Electrically alterable read-only semiconductor memories may be constructed using floating gate field effect transistors as storage cells in the core. Each cell is programmed by directing a higher than normal voltage programming pulse to the cell by way of a program line associated with the cell. Typically, the memory normally operates at 5 volts, while 20 volts is used for the programming pulse.
In the prior art, the program lines are normally in electrical communication with a suitable 20 volt source, the 20 volt signal being grounded out by means of a suitable transistor switch when no programming pulse is needed. When programming, only one program line is used at a time. That one program line is activated to produce a programming pulse by turning off the grounding transistor so that the program line may rise to 20 volts. All the rest of the program lines remain grounded so that a small current always flows from the 20 volt source, to these program lines, and thence to ground. In larger memories there may be, for example, 256 program lines conducting a small current most of the time.
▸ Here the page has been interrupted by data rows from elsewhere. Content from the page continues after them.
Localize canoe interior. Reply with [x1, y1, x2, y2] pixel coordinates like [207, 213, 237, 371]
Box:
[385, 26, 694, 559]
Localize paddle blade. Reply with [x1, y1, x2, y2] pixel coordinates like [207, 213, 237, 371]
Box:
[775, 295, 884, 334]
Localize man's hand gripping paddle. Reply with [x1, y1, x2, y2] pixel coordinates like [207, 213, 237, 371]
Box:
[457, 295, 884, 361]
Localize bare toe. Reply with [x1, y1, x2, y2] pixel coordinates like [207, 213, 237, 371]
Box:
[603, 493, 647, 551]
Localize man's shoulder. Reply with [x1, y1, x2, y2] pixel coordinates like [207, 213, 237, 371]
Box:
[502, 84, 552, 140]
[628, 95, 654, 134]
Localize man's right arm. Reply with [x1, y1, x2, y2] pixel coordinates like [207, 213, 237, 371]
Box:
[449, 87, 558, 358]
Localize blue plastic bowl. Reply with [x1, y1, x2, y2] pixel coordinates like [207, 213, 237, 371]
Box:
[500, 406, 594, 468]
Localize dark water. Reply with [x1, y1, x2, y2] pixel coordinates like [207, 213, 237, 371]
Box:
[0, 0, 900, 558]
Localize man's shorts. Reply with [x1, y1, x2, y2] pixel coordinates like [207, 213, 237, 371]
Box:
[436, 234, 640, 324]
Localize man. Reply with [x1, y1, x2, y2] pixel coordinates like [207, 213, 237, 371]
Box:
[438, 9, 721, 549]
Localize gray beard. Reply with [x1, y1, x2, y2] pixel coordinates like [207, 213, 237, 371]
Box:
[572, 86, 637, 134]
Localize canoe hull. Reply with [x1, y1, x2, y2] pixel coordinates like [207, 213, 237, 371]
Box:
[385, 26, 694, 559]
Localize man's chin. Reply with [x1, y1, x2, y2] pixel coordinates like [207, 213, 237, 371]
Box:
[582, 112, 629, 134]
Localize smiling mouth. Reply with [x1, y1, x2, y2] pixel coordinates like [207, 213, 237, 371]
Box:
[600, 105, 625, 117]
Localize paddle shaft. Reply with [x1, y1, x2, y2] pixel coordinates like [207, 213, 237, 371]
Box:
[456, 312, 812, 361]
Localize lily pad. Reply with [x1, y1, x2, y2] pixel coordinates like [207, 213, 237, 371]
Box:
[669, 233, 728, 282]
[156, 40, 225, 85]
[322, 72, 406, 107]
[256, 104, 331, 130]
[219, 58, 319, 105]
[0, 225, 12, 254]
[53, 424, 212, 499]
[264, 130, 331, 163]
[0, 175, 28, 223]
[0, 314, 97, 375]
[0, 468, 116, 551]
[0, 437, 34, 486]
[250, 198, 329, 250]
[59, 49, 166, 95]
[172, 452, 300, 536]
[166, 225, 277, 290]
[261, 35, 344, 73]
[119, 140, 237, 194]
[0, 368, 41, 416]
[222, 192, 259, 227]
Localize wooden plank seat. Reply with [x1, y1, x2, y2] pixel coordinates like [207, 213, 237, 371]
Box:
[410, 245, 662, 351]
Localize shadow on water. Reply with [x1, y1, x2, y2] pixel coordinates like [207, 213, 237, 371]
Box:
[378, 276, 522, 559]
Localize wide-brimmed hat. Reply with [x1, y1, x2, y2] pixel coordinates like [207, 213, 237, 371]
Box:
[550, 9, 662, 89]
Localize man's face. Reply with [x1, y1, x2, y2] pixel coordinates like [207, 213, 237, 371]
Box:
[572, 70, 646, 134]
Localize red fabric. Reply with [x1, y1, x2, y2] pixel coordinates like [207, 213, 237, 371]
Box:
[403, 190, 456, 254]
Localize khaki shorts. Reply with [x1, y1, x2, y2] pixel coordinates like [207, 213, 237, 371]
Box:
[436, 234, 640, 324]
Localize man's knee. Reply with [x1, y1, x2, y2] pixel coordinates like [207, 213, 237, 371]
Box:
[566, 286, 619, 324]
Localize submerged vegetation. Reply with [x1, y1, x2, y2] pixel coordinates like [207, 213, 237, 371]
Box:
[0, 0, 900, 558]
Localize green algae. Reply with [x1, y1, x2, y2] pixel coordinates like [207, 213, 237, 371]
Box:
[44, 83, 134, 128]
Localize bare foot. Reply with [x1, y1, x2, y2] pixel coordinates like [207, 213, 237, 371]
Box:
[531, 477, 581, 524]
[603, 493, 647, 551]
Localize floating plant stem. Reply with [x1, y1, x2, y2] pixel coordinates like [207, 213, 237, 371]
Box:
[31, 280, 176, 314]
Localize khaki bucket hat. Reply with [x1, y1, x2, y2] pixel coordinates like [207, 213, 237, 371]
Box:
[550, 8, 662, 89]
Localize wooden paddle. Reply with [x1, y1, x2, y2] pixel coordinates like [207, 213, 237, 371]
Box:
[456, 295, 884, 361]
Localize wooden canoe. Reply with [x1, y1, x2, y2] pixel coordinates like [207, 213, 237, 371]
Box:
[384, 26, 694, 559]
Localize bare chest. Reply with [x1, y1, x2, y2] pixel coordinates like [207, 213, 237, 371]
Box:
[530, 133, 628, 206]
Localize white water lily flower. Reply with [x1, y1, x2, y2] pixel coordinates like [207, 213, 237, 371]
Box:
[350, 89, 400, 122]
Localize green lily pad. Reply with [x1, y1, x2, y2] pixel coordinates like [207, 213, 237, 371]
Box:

In the past, this current drain was too small to be of any concern. However, in the search for better, simpler, easier to use solid state memories, it would be desirable to eliminate the need for an external 20 volt supply and instead generate internally the 20 volts needed for programming, on the chip itself. Such a goal is possible only if the chip's 20 volt generator is not required to supply currents in the magnitudes previously accepted as normal. Hence, there is a need for a circuit that can more efficiently produce the programming pulse without wasting current while in the standby condition. This need is met by the present invention.